Ehrliche Arbeit muss adäquat vergütet werden.
Wir müssen davon ausgehen, dass bundesweit 80 Prozent der Gefangenen für externe Dienstleister produzieren. Da kann es nicht sein, diese Gefangenen mit 1,50 Euro pro Stunde zu entlohnen. Damit vermittelt man: "Bleib' kriminell" und "Du bist nichts wert". Ehrliche Arbeit muss adäquat vergütet werden. Es kann nicht sein, dass die Justiz der freien Wirtschaft sozialabgabenfreie Inhaftierte zur Verfügung stellt.
Welche Rolle spielt denn die Bezahlung für die Gefangenen? Sind viele nicht vor allem froh, einer Beschäftigung nachgehen zu können?
Es ist ein riesengroßes Thema. Wir bekommen dazu jeden Tag Schreiben, auch von Menschen, die kurz vor der Haftentlassung stehen und jahrelang im Gefängnis gearbeitet haben. Da ist der Lohn eine Sache, aber auch die Einbeziehung in die sozialen Leistungssysteme, z.B. in die Rentenversicherung. Wenn jemand 15 Jahre in Haft sitzt und arbeitet, kann er keine Rentenpunkte sammeln. Damit ist er später stark armutsgefährdet.
Was fordert die Gefangenengewerkschaft konkret für die Menschen in Haft?
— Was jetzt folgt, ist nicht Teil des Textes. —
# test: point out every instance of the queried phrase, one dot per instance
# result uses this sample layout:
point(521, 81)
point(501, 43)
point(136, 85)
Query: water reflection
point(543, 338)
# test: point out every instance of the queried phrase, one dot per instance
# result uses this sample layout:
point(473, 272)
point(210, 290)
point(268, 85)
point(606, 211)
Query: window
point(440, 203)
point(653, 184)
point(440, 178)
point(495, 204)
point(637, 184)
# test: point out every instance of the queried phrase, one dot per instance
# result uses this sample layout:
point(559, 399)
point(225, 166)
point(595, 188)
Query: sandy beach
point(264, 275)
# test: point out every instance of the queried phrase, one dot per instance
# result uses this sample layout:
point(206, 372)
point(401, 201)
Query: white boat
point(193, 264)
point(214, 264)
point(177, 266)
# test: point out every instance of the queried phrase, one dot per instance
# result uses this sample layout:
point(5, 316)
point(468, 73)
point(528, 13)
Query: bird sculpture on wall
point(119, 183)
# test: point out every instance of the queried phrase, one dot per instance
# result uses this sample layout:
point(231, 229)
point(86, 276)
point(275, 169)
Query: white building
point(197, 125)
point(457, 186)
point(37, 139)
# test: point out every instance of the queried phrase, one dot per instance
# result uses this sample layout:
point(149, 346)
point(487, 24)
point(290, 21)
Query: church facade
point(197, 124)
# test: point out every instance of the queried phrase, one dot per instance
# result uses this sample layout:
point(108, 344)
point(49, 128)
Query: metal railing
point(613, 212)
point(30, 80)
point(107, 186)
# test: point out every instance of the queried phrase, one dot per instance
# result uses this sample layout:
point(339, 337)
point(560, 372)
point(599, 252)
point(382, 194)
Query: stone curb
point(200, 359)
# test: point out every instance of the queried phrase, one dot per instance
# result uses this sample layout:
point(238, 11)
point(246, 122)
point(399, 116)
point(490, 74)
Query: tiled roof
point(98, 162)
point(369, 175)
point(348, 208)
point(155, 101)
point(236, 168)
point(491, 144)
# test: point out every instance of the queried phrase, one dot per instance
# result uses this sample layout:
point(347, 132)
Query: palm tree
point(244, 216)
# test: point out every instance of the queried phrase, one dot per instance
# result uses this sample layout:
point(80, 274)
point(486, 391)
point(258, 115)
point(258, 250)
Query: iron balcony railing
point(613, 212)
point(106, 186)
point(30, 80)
Wir fordern den gesetzlichen Mindestlohn für arbeitende Inhaftierte und die Einbeziehung in die Sozialsysteme, besonders Renten- und Krankenversicherung. Eine weitere Forderung von uns ist Gewerkschaftsfreiheit hinter Gittern, damit im arbeitsrechtlichen Kampf auch die Gefangenen in den Streik gehen können.
Sehr realistisch ist die Umsetzung eines Mindestlohns derzeit allerdings nicht.
Es wird wahrscheinlich ein Stückchen weg vom Mindestlohn sein. Wir hoffen, dass es sich irgendwo in der Mitte einpendelt. Das Urteil hat da Freiraum geschaffen und es gibt auch Möglichkeiten der nichtmonetären Vergütung, wie etwa Freistellungstage.
Einige der Beschäftigungen, denen Gefangene nachgehen, sind unter anderem arbeitstherapeutische Maßnahmen und Arbeitstraining. Ist da diese Forderung nach etwa Mindestlohn gerechtfertigt?
Ja, ist sie. Innerhalb einer Justizvollzugsanstalt kann man auch Ausbildungen machen. Neben dem Mindestlohn gibt es ja auch Mindestausbildungsvergütungen, die hier anzuwenden sind. Arbeitstherapeutische Maßnahmen müssen sich dann nicht unbedingt nach dem gesetzlichen Mindestlohn richten, aber nach vergleichbaren Mindestvergütungen.
Wie sehen Sie eine mögliche Haftkostenbeteiligung der Gefangenen? Hat der Gefangene davon am Ende überhaupt etwas, wenn mehr Lohn für Haftkosten verwendet werden?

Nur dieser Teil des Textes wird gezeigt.